Peter still woke from his tormented nightmares covered in sweat, afraid his hands were still covered in Ben's blood. The sound of Gw—her spine breaking still echoed in his ears anytime he heard something snap. Captain Stacey's scared, imploring eyes still haunted him every time he saw a squad car or a uniform.
It was the nightmares that made Peter decide to run himself ragged with school, patrolling, and his internship at Oscorp. Keeping himself busy to the point of bone-weary exhaustion meant that he didn't have to worry about the nightmares taking his few hours of sleep away from him. It meant that his dreams couldn't torment him with his many failings as a hero (he really hated that word—preferred vigilante, actually—because he was no hero). If he kept himself busy, he could just fall into bed and pass out without worrying about reliving those nights—no muss, no fuss.
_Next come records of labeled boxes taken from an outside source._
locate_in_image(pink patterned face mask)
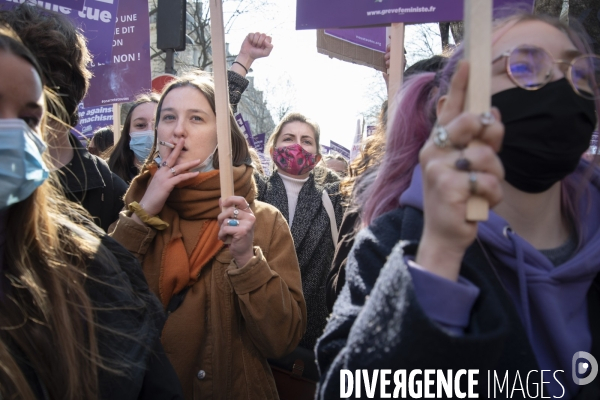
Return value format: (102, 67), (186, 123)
(273, 144), (317, 175)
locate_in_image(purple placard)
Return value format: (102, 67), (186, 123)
(296, 0), (533, 29)
(235, 113), (254, 148)
(329, 140), (350, 160)
(254, 133), (267, 153)
(258, 152), (271, 176)
(0, 0), (119, 65)
(325, 27), (386, 53)
(235, 113), (244, 126)
(243, 121), (254, 147)
(83, 0), (152, 107)
(367, 125), (377, 137)
(73, 104), (113, 140)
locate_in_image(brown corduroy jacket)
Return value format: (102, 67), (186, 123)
(111, 201), (306, 400)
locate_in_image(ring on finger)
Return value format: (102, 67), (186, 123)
(227, 219), (240, 226)
(479, 111), (496, 126)
(469, 171), (477, 195)
(454, 151), (471, 172)
(433, 122), (451, 149)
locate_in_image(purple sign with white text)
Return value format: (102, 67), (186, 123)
(325, 27), (386, 53)
(0, 0), (119, 64)
(73, 104), (113, 140)
(242, 121), (254, 148)
(83, 0), (151, 108)
(254, 133), (266, 153)
(296, 0), (533, 29)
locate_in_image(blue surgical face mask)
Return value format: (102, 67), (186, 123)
(0, 119), (48, 210)
(129, 130), (154, 163)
Thus, working on only two hours of sleep (he'd gotten up early to fix May breakfast before her shift at the hospital because that's what you did for people you love), six cups of coffee, four Monsters, and two Red Bulls, Spider-Man found himself swinging through the streets of New York, barely able to keep his eyes open. It was a Wednesday night, and Spider-Man had already stopped several muggings, helped a few kids get away from bullies, and even saved a poodle from a speeding cab.
Spider-Man had just handed the poodle back to its owner when his exhaustion made itself known through the fact that he failed to throw out a new strand of his very own patent-pending silk while he webbed away. He grabbed a nearby lamppost just in time to catch himself from painting the pavement with his insides. This near-death experience convinced him to find a roof to perch on, so he could listen for the crimes that would inevitably happen, rather than accidentally causing his own death by sluggish reflexes.
He blamed his sleep-deprived brain for the reason his Spidey Sense didn't alert him to the blur coming at him when he swung his body up on top of the roof of a nearby high-rise he liked to frequent, because it was right in the heart of his burrow and it had a nice overhang that kept him safe from wind and rain.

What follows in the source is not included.